JPS announces $175,000 in Reprise Grants To Six Jewish Documentary Film Projects

JSP. Image credit: X/Jewish Story Partners

LOS ANGELES/CMEDIA: A leading non-profit film funding organization, Jewish Story Partners (JSP) reportedly announced its new Reprise grants today for six feature-length documentary films with $175,000 distributed among them.

To further deepen JSP’s ongoing commitment to supporting documentary films with Jewish content, JPS aso included two significant new partnerships.

In addition to Reprise grants, JSP awards follow-up grants twice annually to a group of previously funded projects that have made significant progress.

Designed to help accelerate JSP projects toward completion, The Reprise Grant Program‘s additional funding extenda qualitative support in JSP projects advance.

“It is very exciting to see films we’ve supported at early stages come back to us with our faith in them abundantly rewarded.

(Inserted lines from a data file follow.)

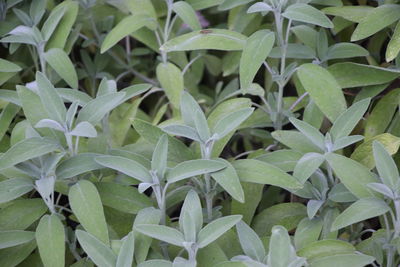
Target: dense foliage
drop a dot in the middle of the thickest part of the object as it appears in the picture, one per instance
(226, 133)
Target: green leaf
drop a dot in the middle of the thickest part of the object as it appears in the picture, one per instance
(163, 233)
(51, 101)
(350, 74)
(97, 251)
(14, 238)
(386, 166)
(307, 232)
(324, 248)
(143, 242)
(255, 51)
(351, 13)
(307, 165)
(125, 27)
(121, 197)
(255, 171)
(364, 152)
(27, 149)
(324, 91)
(97, 108)
(177, 151)
(296, 141)
(193, 168)
(361, 210)
(86, 204)
(284, 159)
(250, 242)
(308, 14)
(393, 47)
(349, 119)
(21, 213)
(126, 166)
(171, 79)
(61, 63)
(215, 229)
(191, 217)
(281, 252)
(50, 238)
(231, 122)
(13, 188)
(376, 20)
(59, 37)
(310, 132)
(353, 260)
(216, 39)
(78, 164)
(228, 179)
(382, 114)
(125, 256)
(352, 174)
(159, 159)
(345, 50)
(286, 214)
(186, 12)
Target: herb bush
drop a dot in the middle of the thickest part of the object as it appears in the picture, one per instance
(222, 133)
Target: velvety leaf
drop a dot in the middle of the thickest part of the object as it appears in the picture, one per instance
(325, 91)
(50, 238)
(216, 39)
(87, 207)
(361, 210)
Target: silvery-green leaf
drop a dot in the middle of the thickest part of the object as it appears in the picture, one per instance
(383, 189)
(125, 255)
(186, 12)
(386, 166)
(27, 149)
(51, 22)
(126, 166)
(125, 27)
(50, 238)
(308, 14)
(84, 129)
(348, 120)
(255, 52)
(201, 125)
(313, 206)
(182, 130)
(13, 188)
(307, 165)
(215, 229)
(61, 63)
(48, 123)
(345, 141)
(250, 242)
(97, 251)
(216, 39)
(163, 233)
(97, 108)
(86, 205)
(193, 168)
(231, 121)
(307, 231)
(51, 100)
(361, 210)
(339, 193)
(228, 179)
(310, 132)
(259, 7)
(15, 237)
(192, 207)
(143, 242)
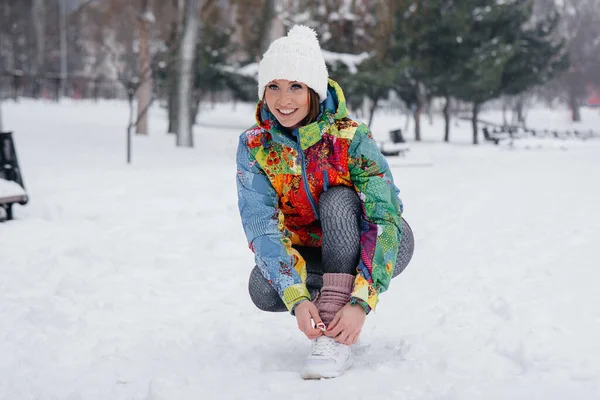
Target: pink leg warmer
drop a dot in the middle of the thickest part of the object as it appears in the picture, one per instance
(335, 294)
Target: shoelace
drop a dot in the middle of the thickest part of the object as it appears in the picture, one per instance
(323, 346)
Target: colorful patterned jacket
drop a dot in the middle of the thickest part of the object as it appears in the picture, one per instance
(280, 178)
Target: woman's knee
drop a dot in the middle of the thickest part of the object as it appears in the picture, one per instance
(263, 295)
(405, 249)
(339, 201)
(341, 214)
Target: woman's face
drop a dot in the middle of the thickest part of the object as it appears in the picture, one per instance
(288, 101)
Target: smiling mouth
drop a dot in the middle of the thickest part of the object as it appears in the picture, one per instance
(286, 112)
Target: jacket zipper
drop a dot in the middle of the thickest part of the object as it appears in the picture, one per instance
(304, 177)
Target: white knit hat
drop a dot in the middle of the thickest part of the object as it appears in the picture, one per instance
(295, 57)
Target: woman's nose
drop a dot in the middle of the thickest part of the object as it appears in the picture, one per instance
(285, 99)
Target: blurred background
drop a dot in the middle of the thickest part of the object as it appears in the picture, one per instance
(415, 57)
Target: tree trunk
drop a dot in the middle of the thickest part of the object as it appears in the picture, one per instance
(63, 48)
(172, 68)
(476, 109)
(574, 104)
(372, 110)
(447, 119)
(38, 14)
(186, 64)
(419, 110)
(144, 93)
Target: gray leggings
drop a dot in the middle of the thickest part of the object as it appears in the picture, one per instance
(340, 212)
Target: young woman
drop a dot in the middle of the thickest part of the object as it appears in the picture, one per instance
(318, 205)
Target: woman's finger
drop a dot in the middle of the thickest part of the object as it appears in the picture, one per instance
(351, 339)
(334, 323)
(342, 337)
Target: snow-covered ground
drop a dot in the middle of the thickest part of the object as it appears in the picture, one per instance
(129, 282)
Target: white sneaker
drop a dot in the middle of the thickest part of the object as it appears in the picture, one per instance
(327, 359)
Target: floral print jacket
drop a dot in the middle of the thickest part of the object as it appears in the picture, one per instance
(280, 178)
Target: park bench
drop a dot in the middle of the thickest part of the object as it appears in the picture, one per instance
(395, 146)
(12, 189)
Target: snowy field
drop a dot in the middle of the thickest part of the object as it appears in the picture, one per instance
(130, 282)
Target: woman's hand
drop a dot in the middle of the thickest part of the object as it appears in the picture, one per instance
(306, 312)
(347, 324)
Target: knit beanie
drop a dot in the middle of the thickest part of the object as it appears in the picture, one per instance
(295, 57)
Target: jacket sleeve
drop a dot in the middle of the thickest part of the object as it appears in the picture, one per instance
(263, 224)
(382, 209)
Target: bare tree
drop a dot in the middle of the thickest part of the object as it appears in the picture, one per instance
(581, 28)
(38, 17)
(186, 63)
(144, 92)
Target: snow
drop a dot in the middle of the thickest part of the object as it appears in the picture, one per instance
(10, 189)
(130, 282)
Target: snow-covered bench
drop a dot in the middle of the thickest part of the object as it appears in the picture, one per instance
(11, 193)
(12, 190)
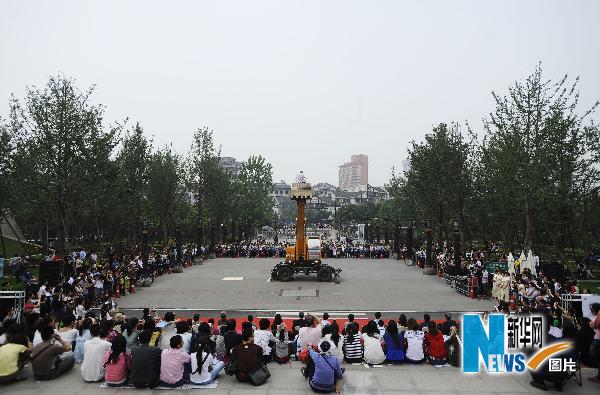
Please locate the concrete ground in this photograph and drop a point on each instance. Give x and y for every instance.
(287, 380)
(367, 286)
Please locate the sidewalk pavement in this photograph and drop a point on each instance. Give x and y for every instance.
(286, 379)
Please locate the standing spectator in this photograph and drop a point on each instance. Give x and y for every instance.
(92, 368)
(262, 338)
(205, 367)
(172, 363)
(117, 362)
(83, 335)
(47, 359)
(145, 362)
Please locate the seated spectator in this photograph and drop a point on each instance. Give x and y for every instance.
(205, 367)
(231, 340)
(247, 355)
(172, 363)
(92, 368)
(352, 344)
(331, 333)
(168, 330)
(394, 344)
(373, 351)
(327, 371)
(150, 326)
(131, 333)
(48, 359)
(83, 335)
(13, 357)
(435, 346)
(425, 324)
(414, 338)
(183, 330)
(282, 349)
(145, 362)
(310, 333)
(117, 363)
(262, 338)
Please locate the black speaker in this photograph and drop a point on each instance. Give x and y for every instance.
(51, 271)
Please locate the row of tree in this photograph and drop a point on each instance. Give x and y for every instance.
(65, 174)
(529, 180)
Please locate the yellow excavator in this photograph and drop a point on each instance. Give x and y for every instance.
(306, 255)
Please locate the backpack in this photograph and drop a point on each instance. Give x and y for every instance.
(220, 348)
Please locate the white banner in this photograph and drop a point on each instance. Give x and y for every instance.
(586, 301)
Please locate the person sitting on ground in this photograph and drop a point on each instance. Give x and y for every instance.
(48, 359)
(145, 362)
(352, 344)
(394, 344)
(150, 325)
(131, 333)
(117, 363)
(425, 324)
(92, 368)
(373, 351)
(310, 333)
(183, 330)
(414, 338)
(331, 333)
(262, 338)
(168, 330)
(172, 363)
(247, 355)
(435, 346)
(205, 367)
(231, 339)
(282, 349)
(14, 354)
(327, 372)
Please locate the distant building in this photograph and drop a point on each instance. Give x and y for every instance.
(354, 175)
(230, 165)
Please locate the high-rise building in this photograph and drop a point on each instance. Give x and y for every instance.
(354, 175)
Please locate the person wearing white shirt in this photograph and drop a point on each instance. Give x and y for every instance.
(92, 368)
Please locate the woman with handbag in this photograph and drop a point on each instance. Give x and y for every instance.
(205, 367)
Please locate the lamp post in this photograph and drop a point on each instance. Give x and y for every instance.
(178, 243)
(145, 250)
(456, 232)
(429, 248)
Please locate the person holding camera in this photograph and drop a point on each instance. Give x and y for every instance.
(50, 358)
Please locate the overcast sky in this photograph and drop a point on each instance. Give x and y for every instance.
(303, 83)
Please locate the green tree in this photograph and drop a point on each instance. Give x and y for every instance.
(62, 147)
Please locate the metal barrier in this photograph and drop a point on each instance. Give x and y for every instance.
(19, 298)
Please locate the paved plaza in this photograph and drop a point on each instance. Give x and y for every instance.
(242, 284)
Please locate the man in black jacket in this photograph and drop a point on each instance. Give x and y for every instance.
(145, 362)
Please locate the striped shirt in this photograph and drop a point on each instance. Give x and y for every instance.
(353, 350)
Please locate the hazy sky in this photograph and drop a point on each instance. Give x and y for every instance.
(304, 83)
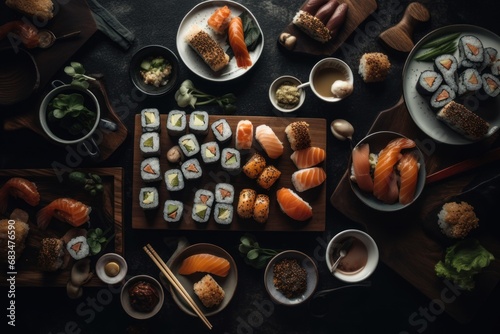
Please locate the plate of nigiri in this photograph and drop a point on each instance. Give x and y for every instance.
(219, 40)
(387, 171)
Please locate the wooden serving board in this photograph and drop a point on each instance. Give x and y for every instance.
(106, 212)
(405, 238)
(277, 221)
(358, 11)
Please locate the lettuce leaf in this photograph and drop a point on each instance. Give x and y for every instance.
(462, 262)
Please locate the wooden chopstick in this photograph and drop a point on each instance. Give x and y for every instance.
(175, 282)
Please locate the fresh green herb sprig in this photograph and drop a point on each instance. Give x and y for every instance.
(254, 255)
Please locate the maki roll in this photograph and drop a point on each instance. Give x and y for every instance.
(189, 145)
(443, 95)
(222, 130)
(174, 180)
(149, 143)
(148, 198)
(224, 193)
(150, 170)
(150, 120)
(176, 123)
(172, 211)
(191, 169)
(230, 160)
(428, 82)
(198, 122)
(210, 152)
(447, 65)
(223, 213)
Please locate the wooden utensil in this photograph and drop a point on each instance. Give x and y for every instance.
(399, 37)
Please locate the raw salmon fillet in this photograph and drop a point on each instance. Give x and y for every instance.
(205, 262)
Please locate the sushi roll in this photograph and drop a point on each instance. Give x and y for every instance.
(200, 213)
(150, 170)
(148, 198)
(230, 160)
(491, 84)
(191, 169)
(176, 123)
(149, 143)
(469, 81)
(78, 247)
(198, 122)
(172, 211)
(204, 196)
(223, 213)
(210, 152)
(442, 96)
(246, 203)
(224, 193)
(268, 177)
(428, 82)
(261, 208)
(150, 120)
(174, 179)
(222, 131)
(298, 135)
(254, 166)
(447, 65)
(189, 145)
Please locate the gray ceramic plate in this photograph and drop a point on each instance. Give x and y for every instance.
(418, 105)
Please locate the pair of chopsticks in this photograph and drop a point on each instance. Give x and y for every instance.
(175, 282)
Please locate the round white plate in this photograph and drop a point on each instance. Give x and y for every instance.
(199, 15)
(418, 105)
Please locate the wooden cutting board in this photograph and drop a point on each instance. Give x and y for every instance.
(277, 221)
(405, 244)
(358, 11)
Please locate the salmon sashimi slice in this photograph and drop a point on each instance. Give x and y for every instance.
(205, 262)
(408, 173)
(293, 205)
(65, 209)
(219, 20)
(271, 144)
(361, 167)
(308, 157)
(19, 187)
(237, 42)
(387, 159)
(308, 178)
(244, 135)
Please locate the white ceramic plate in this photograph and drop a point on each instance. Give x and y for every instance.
(418, 105)
(199, 15)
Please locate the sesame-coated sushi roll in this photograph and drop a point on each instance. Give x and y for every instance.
(224, 193)
(148, 198)
(268, 177)
(176, 123)
(246, 202)
(172, 211)
(150, 120)
(198, 122)
(254, 166)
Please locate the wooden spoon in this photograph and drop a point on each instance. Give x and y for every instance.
(399, 37)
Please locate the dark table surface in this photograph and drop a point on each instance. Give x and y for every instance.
(389, 305)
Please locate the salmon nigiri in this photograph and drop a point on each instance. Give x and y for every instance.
(266, 137)
(387, 159)
(205, 262)
(293, 205)
(237, 42)
(67, 210)
(219, 20)
(308, 157)
(308, 178)
(408, 172)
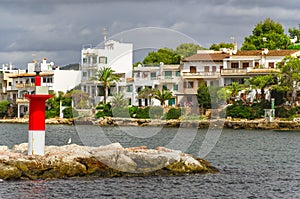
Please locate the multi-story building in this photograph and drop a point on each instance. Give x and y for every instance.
(203, 67)
(115, 55)
(247, 63)
(17, 83)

By giving a second grant to the most promising films, we are expediting the process of getting the most excellent films in front of diverse audiences,” said JSP’s Executive Director Roberta Grossman.

Supported by Kate Capshaw and Steven Spielberg’s Righteous Persons Foundation, JSP was launched in 2021.

Responding to a critical gap in funding for independent Jewish films, JSP also reflects the broad and surprising spectrum of Jewish experiences, cultures, and encounters.

Working to stimulate and support the highest caliber of independent films, since its inception, JSP has awarded nearly $4 million in grants to 118 projects, of which fifty projects are now complete and launching at festivals or are in distribution.

Besides JSP Reprise Grants,second generation Holocaust survivor, businessman, and philanthropist Mickey Shapiro, commited to Holocaust memory and education has made a generous gift to the JSP Holocaust Film Fund.

Shapiro’s gift has allowed JSP to support 14 films with Holocaust content in 2025 alone including The Archives and Hitler’s Eye in the current Reprise cycle.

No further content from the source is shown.